SWC’s Fast Five
So, Disappointment(s) of the Week – chances are grim of finding a rental home or buying a garage door. Very specific we know but if you are in those markets, bummer! Redeeming News of the Week – there are ways to promote your brand online that sidestep the noxious humble brag syndrome, headlight technology is coming that doesn’t blind you so others can see the road and, eggs, did you know they are fighting for your attention.
So, here’s this week’s Fast Five:
1 7 ways to promote yourself on social media without bragging
Self-promotion on social media has become integral to brand building but your followers could easily move on if they’re not getting something back. It’s not just about advancing you. Self-promotion can land differently if you follow seven strategies that are aimed at simply helping others.
2 Want to rent a house? Good luck!
Renting a home is even harder than buying one in the unrelentingly hot U.S. housing market. Remote workers fleeing coastal cities during the pandemic spurred double-digit increases in housing costs and squeezed supply. Rental prices for single-family homes grew an average of 7.8 percent in 2021.
3 Supermarket’s egg aisle has some of the hottest branding in the store
As more egg brands have started to appear on shelves, they’ve gotten increasingly creative in their efforts to catch a casual shopper’s eye. Premium eggs brands, long dogged by confusing terminology (what’s the difference between cage-free and free-range?), have started to favor design rather than language as a means of indicating quality.

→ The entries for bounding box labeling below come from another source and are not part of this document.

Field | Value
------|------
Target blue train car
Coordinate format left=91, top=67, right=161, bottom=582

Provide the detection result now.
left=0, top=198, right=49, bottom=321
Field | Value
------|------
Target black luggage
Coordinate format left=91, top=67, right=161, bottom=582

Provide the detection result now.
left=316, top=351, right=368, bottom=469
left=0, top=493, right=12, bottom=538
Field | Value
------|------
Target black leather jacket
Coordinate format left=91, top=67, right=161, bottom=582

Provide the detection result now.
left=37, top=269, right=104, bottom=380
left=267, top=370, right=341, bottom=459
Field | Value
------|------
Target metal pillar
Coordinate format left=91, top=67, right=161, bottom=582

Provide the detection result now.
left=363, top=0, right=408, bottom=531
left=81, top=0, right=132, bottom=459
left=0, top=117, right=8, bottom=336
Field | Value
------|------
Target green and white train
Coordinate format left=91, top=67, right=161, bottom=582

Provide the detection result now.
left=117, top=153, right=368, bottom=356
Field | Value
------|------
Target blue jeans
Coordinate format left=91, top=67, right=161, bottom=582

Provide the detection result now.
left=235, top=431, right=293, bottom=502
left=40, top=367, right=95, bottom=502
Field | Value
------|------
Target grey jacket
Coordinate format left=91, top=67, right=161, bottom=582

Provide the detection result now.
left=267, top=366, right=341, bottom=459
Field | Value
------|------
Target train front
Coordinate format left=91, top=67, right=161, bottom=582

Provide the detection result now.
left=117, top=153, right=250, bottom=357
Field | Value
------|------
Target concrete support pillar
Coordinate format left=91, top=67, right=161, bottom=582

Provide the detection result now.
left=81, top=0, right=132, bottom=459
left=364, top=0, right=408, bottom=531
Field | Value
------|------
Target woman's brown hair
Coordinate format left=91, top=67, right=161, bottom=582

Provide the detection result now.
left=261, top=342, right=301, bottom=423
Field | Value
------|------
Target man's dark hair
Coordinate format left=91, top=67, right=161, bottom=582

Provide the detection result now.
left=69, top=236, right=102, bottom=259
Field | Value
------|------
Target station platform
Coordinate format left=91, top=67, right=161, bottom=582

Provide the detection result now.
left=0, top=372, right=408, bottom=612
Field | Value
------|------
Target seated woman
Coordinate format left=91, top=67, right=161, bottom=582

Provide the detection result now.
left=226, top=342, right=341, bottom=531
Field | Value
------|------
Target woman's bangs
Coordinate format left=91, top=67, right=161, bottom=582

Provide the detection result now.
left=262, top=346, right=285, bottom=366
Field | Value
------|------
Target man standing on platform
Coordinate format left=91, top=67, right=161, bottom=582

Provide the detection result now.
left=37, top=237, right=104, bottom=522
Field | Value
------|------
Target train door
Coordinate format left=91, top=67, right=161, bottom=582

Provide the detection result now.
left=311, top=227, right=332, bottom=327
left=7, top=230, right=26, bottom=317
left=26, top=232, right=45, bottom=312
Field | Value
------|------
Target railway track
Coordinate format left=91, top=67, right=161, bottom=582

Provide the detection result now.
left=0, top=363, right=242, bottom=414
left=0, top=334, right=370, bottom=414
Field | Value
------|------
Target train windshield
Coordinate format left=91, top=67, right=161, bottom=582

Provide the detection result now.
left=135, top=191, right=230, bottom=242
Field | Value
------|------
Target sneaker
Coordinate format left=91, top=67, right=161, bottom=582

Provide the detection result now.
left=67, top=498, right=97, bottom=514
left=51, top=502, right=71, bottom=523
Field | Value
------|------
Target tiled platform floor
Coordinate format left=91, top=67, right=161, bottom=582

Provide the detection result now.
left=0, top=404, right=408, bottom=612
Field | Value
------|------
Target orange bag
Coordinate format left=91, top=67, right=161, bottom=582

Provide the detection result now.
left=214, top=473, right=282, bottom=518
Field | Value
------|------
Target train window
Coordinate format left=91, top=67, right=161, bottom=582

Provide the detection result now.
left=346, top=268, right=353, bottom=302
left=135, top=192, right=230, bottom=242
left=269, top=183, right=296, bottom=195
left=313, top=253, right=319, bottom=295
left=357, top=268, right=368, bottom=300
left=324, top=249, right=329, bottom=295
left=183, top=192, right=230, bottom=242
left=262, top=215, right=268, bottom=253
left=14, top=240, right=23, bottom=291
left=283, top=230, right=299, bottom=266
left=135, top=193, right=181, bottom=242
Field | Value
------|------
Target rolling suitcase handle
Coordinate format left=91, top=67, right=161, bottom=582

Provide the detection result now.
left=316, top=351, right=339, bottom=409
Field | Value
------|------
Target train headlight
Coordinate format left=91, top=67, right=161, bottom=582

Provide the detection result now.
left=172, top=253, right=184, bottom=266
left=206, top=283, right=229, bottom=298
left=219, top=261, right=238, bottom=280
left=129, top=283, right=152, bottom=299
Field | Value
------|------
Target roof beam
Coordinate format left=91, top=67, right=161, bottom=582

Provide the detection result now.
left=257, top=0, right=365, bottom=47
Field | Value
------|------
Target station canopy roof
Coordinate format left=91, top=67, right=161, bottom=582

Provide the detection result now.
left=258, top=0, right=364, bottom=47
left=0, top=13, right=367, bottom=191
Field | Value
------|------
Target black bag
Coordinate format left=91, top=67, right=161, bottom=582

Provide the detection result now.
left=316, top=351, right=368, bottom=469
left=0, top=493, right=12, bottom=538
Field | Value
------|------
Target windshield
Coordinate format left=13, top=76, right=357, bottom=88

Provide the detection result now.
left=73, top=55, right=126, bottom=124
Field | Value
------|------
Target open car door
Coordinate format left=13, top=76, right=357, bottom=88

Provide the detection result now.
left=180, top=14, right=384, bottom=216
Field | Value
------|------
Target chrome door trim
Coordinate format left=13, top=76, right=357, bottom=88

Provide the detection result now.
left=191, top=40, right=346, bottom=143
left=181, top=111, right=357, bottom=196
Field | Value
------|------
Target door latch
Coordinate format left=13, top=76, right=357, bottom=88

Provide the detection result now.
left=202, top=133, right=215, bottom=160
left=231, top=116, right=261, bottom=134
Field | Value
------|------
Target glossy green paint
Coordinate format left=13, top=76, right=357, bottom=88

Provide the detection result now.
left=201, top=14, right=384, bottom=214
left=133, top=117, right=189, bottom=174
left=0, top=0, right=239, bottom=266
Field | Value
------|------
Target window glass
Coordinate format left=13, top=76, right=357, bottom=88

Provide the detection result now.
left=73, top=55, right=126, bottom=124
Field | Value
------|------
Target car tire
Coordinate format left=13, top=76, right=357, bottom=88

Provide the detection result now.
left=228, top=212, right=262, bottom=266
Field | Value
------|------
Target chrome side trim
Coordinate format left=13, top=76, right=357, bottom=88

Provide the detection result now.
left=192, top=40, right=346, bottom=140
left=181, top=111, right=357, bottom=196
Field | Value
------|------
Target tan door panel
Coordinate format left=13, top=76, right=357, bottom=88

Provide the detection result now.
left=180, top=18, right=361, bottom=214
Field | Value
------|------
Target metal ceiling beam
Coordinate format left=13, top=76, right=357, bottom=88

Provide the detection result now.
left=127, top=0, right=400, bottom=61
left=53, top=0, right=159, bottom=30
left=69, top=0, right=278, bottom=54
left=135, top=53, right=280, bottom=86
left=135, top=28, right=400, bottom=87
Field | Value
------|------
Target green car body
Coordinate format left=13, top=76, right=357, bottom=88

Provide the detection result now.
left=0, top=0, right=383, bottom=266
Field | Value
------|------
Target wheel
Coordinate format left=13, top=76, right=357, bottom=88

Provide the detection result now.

4 The great garage door holdup
These last two years, the garage has become the answer to all kinds of pandemic problems. It’s the remote office, the home gym and the one-room schoolhouse. Homebuilders used to order garage doors several weeks before finishing a house are now ordering them before the foundation is poured.
5 New headlights approved that won’t blind oncoming drivers
Anyone who has ever been blinded by high-beam headlights will be happy to hear this. U.S. highway safety regulators are about to allow new high-tech headlights that can automatically tailor beams so they focus on dark areas of the road and won’t create glare for oncoming drivers.